Originally Posted by
AuntShecky
In contemporary therapy, are psychiatrists still engaging in Freudian analysis? Has his methods (as well as those of Jung) become passé? These are moot questions, because few can afford expensive psychiatric treatment these days. From what I've been reading and hearing, cognitive therapy (which takes time) has been superseded
by medical treatment. (Prescriptions for anti-depressives, pills for social anxiety, and similiar pharmaceutical remedies.)
I agree that Coberst's capsule explanation of Freud's core observations (posting #2 above) is cogent and clear.

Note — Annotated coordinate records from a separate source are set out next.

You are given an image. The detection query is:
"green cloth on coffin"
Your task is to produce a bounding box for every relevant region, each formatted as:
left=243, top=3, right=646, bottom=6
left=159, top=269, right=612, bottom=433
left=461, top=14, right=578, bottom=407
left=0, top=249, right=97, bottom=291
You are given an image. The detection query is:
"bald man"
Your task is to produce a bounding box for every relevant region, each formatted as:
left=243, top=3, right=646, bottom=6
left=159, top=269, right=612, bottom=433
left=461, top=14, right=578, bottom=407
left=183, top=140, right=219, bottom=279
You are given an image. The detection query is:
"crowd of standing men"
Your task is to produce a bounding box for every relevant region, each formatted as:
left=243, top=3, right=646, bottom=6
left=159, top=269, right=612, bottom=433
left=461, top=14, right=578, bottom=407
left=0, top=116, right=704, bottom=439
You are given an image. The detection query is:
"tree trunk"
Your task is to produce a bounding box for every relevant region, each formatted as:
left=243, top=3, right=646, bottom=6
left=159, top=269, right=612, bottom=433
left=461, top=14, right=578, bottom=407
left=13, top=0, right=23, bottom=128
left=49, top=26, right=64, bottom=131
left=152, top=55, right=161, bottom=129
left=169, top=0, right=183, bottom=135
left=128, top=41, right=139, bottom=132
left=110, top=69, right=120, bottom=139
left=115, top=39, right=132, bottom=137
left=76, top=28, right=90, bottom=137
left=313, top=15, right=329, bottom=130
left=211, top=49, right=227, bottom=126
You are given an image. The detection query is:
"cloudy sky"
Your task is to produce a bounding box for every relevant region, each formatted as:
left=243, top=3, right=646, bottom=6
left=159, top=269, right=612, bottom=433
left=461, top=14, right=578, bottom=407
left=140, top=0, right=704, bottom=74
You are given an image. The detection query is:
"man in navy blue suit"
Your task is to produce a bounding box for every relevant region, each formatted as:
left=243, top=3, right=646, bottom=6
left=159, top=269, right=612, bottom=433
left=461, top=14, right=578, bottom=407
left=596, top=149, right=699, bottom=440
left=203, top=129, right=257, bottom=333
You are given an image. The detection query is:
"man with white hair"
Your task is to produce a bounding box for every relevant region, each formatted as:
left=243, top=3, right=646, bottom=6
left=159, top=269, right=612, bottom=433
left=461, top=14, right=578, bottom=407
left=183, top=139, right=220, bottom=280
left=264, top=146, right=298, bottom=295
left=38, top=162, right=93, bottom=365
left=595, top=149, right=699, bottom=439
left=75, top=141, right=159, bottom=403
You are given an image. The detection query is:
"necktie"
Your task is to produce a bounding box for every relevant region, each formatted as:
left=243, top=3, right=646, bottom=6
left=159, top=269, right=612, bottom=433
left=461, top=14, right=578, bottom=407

As a basis for looking at human psychological development, Freud's theory is valid.
Many of Freud's theories have been disproven in the latter part of the last century however. For instance, Freud's Interpretation of Dreams may not be scientifically correct; many researchers of the recent past --including Francis Crick, who with his partner James Watson won a Nobel Prize for their breakthrough findings about DNA--
maintain that dreams are the mind's way of classifying and storing information and memory.
But again, Freud's work as a whole transformed our understanding about the workings of the human mind, and from a humanitarian standpoint, greatly improved the ways society deals with people with mental illnesses. I think that Freud's essay, "Civilization and Its Discontents" is a classic, but --
I will never ever buy Freud's belief that humor is merely a "defense mechanism!"